PSA: Please Don't Order Irish Car Bombs on St. Patrick's Day (Or Ever)

A popular Irish drink, the Irish Car Bomb.  A glass of Guinness beer and a shot of irish cream.

In the US, St. Patrick's Day isn't exactly the traditional religious observance it is in Ireland (although Ireland definitely knows how to party for it, too). Instead, it's characterized by outrageous shamrock-inspired fashion, green beer, and lots and lots of day drinking. But while most St. Patrick's Day celebrations are harmless and beloved, one thing shouldn't be: ordering Irish Car Bombs.

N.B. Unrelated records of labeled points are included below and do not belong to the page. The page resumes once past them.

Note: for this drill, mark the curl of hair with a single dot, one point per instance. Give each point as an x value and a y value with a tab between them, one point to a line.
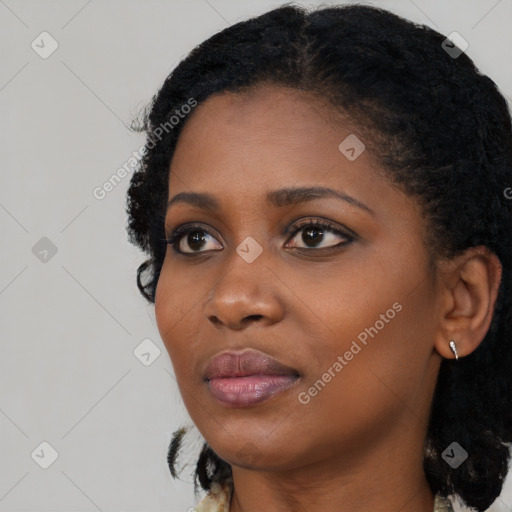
441	131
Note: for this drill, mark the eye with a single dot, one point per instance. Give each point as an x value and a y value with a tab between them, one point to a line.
194	236
319	231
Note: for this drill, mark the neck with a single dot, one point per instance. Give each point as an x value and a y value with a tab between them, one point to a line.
385	477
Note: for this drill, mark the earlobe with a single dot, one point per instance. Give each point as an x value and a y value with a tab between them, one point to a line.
470	288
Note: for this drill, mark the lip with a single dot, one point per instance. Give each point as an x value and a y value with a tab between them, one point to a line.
247	378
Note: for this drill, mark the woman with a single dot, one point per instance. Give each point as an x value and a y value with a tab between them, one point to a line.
323	199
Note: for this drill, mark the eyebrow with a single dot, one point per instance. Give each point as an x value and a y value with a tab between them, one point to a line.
278	198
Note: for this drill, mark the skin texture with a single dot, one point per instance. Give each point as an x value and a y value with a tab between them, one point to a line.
358	444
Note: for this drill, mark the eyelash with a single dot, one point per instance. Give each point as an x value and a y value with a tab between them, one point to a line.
180	232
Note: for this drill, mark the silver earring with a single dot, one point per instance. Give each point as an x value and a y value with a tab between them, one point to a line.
453	346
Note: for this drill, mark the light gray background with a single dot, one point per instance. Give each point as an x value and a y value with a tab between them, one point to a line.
70	324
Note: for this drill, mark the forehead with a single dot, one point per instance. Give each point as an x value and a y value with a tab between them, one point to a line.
265	136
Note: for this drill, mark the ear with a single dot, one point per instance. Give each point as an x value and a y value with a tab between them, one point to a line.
469	287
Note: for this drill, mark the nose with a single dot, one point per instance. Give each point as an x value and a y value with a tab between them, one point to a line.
246	294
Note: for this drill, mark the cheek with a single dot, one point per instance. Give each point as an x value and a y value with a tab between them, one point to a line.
171	316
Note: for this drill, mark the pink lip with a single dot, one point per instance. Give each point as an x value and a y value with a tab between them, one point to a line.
243	379
249	390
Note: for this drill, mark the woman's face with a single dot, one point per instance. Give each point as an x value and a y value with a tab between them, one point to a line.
349	307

While ordering the drink in America is pretty widespread, ordering one at any pub in Ireland is a surefire way to get yourself kicked out, yelled at, or both. The drink, which was created in 1979 by Connecticut bartender Charles Oat, gets its name from the somewhat explosive way you drop a shot of equal parts Baileys Irish Cream and Jameson Irish Whiskey into half a pint of Guinness and drinking it before it curdles. While the drink itself is pretty tasty, it's the name that's tied to a very sensitive and dark history.

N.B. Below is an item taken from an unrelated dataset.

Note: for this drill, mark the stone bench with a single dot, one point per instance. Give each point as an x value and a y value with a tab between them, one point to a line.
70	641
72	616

The real issue with this cocktail is that it likens the drink's explosive nature to the infamous car bombs that were set off by the Irish Republican Army during a time known as "The Troubles" in Northern Ireland from 1968 until 1998. According to Oat, after adding whiskey as a finishing touch to his concoction, he announced, "The IRA just showed up. This oughta work now!" to the rest of the bar, referencing the chaos that ensued once the shot of liquor fell into the beer. Considering that more than 20 car bombs were used in just a single day by the IRA, killing nine people and injuring 130 more, the joke didn't go over particularly well. In fact, several pubs in Northern Ireland (and the Republic of Ireland) refuse to serve the drink altogether, so don't even bother asking.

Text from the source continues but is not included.